曹文诏在辽东混了很多年,刚开始跟着熊廷弼干,后来熊廷弼被抓,他便入了孙承宗麾下。
孙承宗在辽东提拔了许多猛将,如马世龙、赵率教、满桂、祖大寿、尤世禄、尤世威,以及眼前的曹文诏。
这些将领基本上算是撑起了明朝末年军队的半壁江山。
其眼光之毒辣可见一斑。
寒暄几句之后,曹文诏也将周遇吉和吴三桂介绍给了他。
孙承宗微微点了点头,随后又问道:“对了,满桂呢?怎么不见他?”
曹文诏一听顿时有些尴尬,他说:“满将军先走一步,已经入京城了!”
孙承宗闻言便没再细问。
他镇守辽东的时候,下面也是有派系的,尤其是各路将军,互相看不顺眼的有很多。
比如满桂和祖大寿、袁崇焕等人的关系都不好。
曹文诏和袁崇焕关系极佳,所以也和满桂有了嫌隙,只不过并无祖大寿那般激烈罢了。
孙承宗在的时候,大家都服气,谁也不说什么,等孙承宗走了之后,袁崇焕勉强也压得住,现在袁崇焕也走了,他们之间的矛盾便也爆发了,打仗的时候还好(朝廷说了,赢了一块赏,输了一块罚,谁也跑不了),平时互相谁看谁都不顺眼。
猛人嘛,有点脾气很正常。
之后,孙承宗又问了一些关于辽东的情况。
曹文诏也没什么好隐瞒的,他说:“别的都还行,就是欠饷欠的厉害。
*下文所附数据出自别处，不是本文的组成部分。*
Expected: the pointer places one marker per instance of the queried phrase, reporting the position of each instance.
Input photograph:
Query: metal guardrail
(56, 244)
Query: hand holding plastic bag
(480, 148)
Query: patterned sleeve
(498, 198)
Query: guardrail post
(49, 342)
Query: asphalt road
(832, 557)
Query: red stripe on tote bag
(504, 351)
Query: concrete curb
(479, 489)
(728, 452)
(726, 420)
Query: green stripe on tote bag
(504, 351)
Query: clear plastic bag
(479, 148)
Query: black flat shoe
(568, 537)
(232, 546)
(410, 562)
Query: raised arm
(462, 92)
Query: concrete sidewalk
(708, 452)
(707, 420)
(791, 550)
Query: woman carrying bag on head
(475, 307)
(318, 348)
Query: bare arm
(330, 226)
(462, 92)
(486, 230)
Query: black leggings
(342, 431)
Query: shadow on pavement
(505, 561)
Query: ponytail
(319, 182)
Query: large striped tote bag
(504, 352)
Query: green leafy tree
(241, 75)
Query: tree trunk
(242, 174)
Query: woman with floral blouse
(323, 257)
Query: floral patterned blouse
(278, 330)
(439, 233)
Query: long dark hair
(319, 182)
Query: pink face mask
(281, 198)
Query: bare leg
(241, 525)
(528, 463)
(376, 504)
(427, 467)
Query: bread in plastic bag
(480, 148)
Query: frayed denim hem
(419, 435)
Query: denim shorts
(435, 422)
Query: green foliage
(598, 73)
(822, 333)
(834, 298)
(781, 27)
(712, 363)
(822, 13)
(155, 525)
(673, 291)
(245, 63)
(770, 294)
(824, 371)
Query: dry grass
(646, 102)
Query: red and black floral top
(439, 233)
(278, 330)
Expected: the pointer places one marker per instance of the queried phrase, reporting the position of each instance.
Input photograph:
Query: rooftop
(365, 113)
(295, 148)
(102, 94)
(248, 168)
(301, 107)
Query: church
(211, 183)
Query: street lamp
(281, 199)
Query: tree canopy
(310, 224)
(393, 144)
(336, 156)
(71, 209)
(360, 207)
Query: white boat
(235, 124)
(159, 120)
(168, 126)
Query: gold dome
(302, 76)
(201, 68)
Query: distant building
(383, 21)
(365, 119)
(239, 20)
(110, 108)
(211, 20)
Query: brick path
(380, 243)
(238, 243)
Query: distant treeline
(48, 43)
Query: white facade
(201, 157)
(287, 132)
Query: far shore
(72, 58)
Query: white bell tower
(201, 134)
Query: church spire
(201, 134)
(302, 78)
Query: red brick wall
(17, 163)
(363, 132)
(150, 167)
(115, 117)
”
“先前隔一个月发一个月的,现在隔两个月发一个月的!”
孙承宗闻言皱起了眉头,以前他在内阁的时候,对朝廷每年的收入心里是有数的。
只是那时候灾荒还不是特别严重,且孙承宗在辽东练兵筹备外加屯田种粮,所需消耗也要少一些。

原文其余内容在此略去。